China Insurance Market Overview

Market Size and Breakdowns

Insurance provides financial protection from various forms of losses, such as property, life or health. Insurance can also play an important role in individual and family financial planning. The PRC insurance market has experienced rapid growth in recent years, increasing from CNY 1.4 trillion in 2011 to CNY 3.1 trillion in 2016 as measured by GWP, representing a CAGR of 17.2%. Although the size of the PRC insurance market was the second largest market in the world as measured by GWP in 2016, insurance penetration and density in China are still substantially lower than those in developed countries, indicating significant growth potentials.

In 2015, GWP over GDP was only 3.6% in China, compared with 10.9%, 9.9%, 7.3% and 6.3% in Japan, the United Kingdom, the United States and Germany, respectively; and GWP per capita was only US$0.3 thousand in China, compared with US$3.6 thousand, US$4.4 thousand, US$4.1 thousand and US$2.6 thousand in Japan, the United Kingdom, the United States and Germany, respectively. According to the Several Opinions of the State Council on Accelerating the Development of the Modern Insurance Service Industry (《国务院关于加快发展现代保险服务业的若干意见》) issued in 2014, China’s GWP to GDP ratio and per capita GWP are targeted to reach 5% and CNY 3,500, respectively, by 2020. Furthermore, the PRC government deems insurance as a strategically important industry and has provided strong support. See “— Favorable Regulatory Development” below. Partly based on the favorable policies, the PRC insurance market is projected to further expand to CNY 4.9 trillion in 2021, representing a CAGR of 9.6% from 2016 to 2021.
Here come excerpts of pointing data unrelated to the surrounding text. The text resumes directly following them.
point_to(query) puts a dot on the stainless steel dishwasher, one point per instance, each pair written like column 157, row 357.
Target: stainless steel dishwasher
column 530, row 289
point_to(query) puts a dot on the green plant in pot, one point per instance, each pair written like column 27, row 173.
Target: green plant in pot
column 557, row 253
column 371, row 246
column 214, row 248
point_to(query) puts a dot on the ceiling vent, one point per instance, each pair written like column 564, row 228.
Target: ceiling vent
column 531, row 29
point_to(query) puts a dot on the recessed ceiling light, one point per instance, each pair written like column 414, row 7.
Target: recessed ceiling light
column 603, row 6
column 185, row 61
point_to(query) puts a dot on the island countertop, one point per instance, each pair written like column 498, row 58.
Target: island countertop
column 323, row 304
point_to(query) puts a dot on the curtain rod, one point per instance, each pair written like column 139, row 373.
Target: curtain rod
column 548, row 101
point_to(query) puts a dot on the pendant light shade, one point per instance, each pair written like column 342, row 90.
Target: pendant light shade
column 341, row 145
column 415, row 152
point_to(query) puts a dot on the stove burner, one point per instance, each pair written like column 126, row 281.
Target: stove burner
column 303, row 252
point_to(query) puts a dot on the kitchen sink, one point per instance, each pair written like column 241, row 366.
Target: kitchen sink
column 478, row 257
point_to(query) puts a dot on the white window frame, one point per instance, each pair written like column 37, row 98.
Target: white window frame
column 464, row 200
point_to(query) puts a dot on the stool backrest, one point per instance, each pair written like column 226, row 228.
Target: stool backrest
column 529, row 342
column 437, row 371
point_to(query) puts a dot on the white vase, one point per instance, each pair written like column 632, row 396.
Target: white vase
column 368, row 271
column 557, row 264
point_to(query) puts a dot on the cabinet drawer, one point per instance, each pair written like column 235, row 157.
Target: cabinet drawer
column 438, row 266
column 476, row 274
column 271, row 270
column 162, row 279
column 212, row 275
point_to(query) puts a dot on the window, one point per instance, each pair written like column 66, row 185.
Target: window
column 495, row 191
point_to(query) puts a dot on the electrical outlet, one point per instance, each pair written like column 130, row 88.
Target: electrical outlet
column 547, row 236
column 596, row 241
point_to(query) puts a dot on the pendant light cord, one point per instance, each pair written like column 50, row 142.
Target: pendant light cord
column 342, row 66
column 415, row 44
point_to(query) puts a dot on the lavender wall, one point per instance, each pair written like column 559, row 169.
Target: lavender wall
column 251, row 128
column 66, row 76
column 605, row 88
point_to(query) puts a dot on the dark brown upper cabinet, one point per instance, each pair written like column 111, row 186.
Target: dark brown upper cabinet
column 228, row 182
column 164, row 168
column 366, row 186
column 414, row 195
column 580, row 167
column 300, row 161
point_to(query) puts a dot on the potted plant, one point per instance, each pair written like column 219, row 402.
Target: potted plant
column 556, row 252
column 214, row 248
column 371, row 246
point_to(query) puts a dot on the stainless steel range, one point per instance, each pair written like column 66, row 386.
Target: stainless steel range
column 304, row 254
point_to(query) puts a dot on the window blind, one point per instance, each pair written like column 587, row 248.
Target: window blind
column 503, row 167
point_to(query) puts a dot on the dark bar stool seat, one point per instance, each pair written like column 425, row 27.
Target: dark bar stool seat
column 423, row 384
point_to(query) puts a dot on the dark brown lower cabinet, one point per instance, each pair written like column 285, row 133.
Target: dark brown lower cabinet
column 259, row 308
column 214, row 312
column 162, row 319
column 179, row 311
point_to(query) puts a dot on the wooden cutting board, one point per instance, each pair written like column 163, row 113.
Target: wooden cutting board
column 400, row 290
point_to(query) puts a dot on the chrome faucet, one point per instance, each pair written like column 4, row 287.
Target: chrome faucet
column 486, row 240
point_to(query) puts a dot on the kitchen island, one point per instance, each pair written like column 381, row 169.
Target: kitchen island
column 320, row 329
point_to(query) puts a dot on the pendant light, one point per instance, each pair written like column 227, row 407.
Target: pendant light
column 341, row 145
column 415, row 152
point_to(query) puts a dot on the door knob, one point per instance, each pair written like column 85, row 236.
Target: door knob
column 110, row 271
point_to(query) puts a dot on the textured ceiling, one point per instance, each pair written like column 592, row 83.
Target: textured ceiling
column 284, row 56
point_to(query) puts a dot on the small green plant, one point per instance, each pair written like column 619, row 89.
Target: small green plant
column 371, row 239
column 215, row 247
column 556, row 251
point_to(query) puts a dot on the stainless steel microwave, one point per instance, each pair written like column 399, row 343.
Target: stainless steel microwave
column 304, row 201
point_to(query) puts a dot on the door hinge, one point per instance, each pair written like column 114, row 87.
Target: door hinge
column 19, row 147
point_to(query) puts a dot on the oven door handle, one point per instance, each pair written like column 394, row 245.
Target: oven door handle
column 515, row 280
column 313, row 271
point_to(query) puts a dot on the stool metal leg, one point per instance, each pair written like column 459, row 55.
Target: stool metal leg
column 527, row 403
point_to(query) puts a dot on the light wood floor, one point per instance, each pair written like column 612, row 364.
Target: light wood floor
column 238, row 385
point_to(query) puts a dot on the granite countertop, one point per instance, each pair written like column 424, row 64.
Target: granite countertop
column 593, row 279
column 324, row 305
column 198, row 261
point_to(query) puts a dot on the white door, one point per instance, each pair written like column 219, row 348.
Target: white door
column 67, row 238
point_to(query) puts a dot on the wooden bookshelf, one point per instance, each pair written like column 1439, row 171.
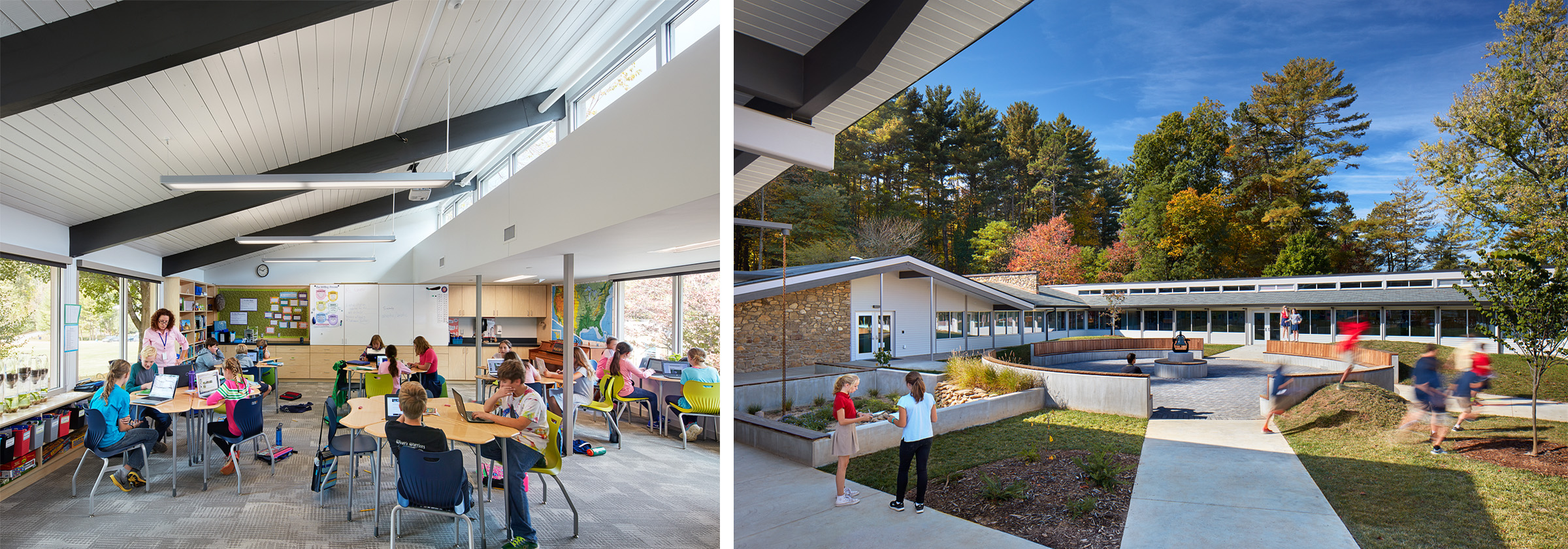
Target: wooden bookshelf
column 195, row 307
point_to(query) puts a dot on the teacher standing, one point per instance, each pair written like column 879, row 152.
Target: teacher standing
column 169, row 342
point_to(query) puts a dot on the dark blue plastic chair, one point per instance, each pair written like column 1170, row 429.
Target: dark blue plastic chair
column 248, row 418
column 96, row 429
column 433, row 484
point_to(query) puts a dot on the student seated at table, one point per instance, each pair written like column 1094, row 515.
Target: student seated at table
column 618, row 365
column 410, row 429
column 531, row 375
column 506, row 347
column 374, row 347
column 582, row 382
column 142, row 377
column 518, row 407
column 700, row 373
column 425, row 366
column 208, row 357
column 229, row 391
column 114, row 402
column 393, row 365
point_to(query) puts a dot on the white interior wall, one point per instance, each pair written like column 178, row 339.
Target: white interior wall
column 393, row 265
column 653, row 150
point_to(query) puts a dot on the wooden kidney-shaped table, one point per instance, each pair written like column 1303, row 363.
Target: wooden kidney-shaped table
column 369, row 414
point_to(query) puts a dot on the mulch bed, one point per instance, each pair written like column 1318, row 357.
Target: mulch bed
column 1041, row 516
column 1512, row 452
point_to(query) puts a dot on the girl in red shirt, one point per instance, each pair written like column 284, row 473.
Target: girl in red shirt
column 844, row 443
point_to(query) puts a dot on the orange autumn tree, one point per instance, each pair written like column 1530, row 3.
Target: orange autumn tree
column 1048, row 248
column 1203, row 236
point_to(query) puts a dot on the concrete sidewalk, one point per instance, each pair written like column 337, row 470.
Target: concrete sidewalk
column 1499, row 405
column 1224, row 484
column 785, row 504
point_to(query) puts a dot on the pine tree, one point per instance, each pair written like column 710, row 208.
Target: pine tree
column 1286, row 140
column 1397, row 228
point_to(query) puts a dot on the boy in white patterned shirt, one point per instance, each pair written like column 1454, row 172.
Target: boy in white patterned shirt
column 518, row 407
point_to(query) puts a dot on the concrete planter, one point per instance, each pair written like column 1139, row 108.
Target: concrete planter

Insurance products are distributed through multiple channels. In China, life insurance is predominantly distributed by agents or in partnership with banks under the “bancassurance” model. By contrast, approximately 40% of non-life insurance (including P&C and A&H) in China is sold by insurance companies directly including through the internet. Direct sales of non-life insurance products are expected to further accelerate as online insurance marketplaces improve in product offerings and pricing.
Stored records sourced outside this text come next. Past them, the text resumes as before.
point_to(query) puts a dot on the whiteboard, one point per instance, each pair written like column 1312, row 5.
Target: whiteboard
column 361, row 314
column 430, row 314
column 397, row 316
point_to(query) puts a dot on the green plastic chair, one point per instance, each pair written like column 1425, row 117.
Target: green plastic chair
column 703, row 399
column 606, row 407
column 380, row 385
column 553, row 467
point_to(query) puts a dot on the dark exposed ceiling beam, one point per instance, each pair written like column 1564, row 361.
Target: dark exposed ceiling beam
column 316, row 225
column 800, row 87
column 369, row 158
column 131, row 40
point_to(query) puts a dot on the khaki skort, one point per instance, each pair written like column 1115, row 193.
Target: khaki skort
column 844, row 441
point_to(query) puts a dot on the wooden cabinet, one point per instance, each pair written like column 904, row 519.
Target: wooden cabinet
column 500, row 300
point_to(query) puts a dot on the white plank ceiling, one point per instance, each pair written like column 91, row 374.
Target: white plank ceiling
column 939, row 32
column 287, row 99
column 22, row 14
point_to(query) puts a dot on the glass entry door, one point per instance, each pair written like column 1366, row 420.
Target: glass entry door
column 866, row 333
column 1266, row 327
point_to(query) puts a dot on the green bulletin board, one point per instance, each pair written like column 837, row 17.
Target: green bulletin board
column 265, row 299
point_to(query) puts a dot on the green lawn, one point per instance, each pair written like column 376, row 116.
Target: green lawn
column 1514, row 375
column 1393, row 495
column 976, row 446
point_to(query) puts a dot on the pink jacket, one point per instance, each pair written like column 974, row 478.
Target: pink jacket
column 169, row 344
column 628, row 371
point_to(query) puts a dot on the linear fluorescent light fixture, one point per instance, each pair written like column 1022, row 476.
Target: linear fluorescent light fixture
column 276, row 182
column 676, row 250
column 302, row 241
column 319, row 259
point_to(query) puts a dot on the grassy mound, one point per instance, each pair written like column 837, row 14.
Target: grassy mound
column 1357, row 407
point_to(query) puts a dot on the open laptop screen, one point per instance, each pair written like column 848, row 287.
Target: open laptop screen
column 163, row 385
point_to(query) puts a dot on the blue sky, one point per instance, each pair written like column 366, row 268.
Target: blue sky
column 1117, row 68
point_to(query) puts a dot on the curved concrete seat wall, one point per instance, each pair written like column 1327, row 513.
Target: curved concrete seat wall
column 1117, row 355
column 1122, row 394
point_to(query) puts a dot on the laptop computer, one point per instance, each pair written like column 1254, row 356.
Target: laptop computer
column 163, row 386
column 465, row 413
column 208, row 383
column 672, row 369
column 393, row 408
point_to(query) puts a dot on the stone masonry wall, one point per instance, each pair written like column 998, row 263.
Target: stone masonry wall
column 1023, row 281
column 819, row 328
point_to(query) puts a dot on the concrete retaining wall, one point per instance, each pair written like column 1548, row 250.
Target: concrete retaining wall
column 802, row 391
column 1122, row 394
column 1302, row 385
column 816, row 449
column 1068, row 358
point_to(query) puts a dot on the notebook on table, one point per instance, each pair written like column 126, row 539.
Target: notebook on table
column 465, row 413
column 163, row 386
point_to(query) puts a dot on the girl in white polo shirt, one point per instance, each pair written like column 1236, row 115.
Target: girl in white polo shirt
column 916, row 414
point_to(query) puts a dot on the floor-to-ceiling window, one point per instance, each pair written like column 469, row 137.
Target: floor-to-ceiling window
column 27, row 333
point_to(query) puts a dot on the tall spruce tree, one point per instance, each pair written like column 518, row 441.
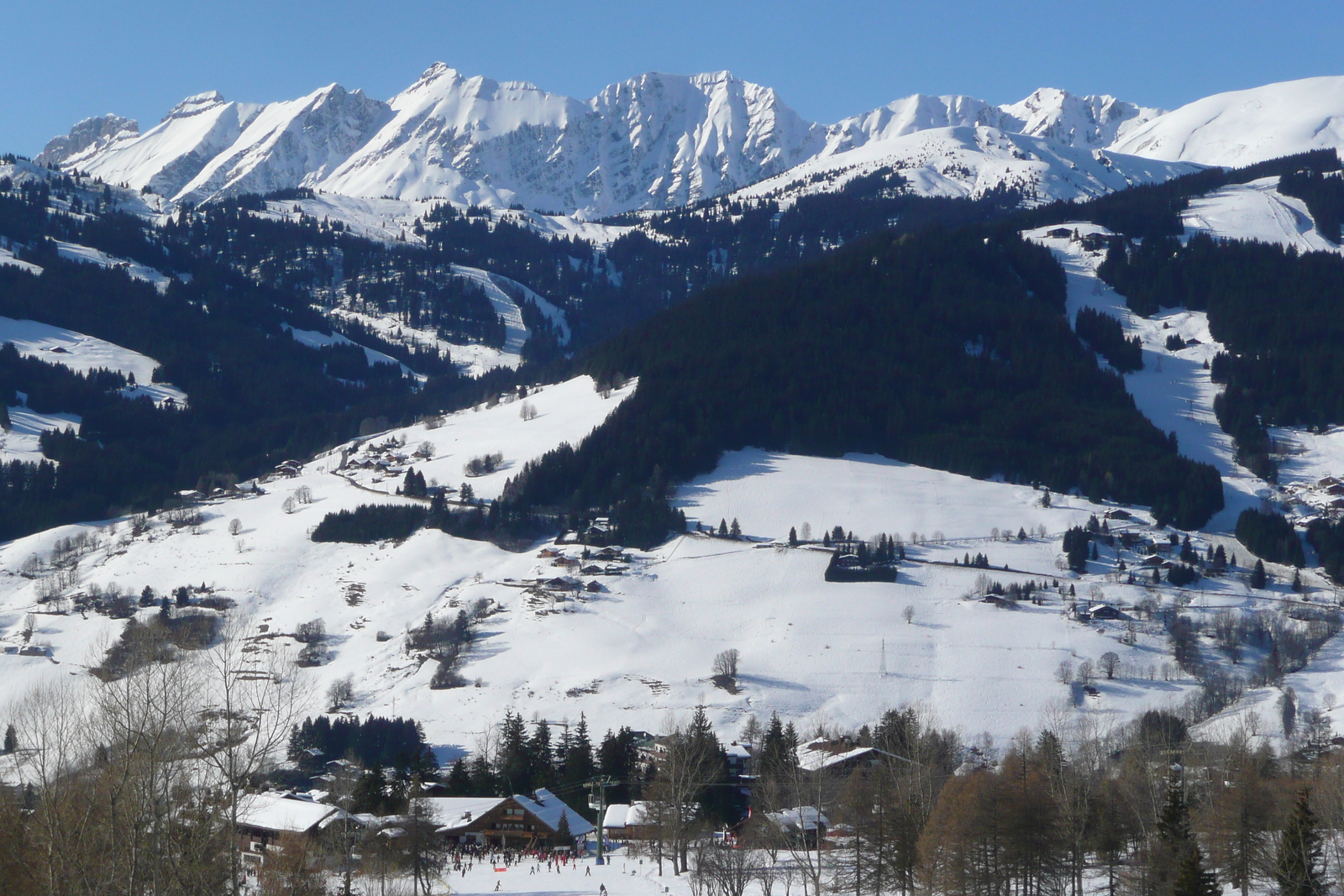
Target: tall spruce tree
column 1191, row 878
column 1300, row 867
column 1173, row 821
Favorable Regulatory Development

The PRC government has issued several major policy pronouncements guiding the development of the insurance industry, such as the Several Opinions of the State Council on the Reform and Development of the Insurance Industry (《国务院关于保险业改革发展的若干意见》) in 2006 and CIRC’s Outline of the 13th Five-Year Plan for China’s Insurance Industry (《中国保险业发展“十三五”规划纲要》) in 2016. The following recent regulatory developments are expected to have a positive impact on the PRC insurance industry:

• PBOC Fintech Committee. In May 2017, the PBOC established a Fintech committee to strengthen research on Fintech and to promote the healthy development of China’s Fintech industry.

• C-ROSS. The China Risk Oriented Solvency System (C-ROSS), a new-generation solvency system developed by the CIRC, took effect in January 2016. C-ROSS reflects the determination of the CIRC to give the market a decisive role in resource allocation.

• Deregulation on pricing. Pricing deregulation is gradually taking place, covering some previously tariffed traditional products, such as auto insurance and life insurance.

• Deregulation in asset management. Compared with a few years ago, insurance companies in China are allowed to invest in a wider range of assets.

• Changes in accounting rules on the inclusion of investment products in GWP. In 2011, changes in PRC accounting rules resulted in the exclusion of certain investment products from GWP. Such changes are intended to foster a healthier product structure and better investment risk management.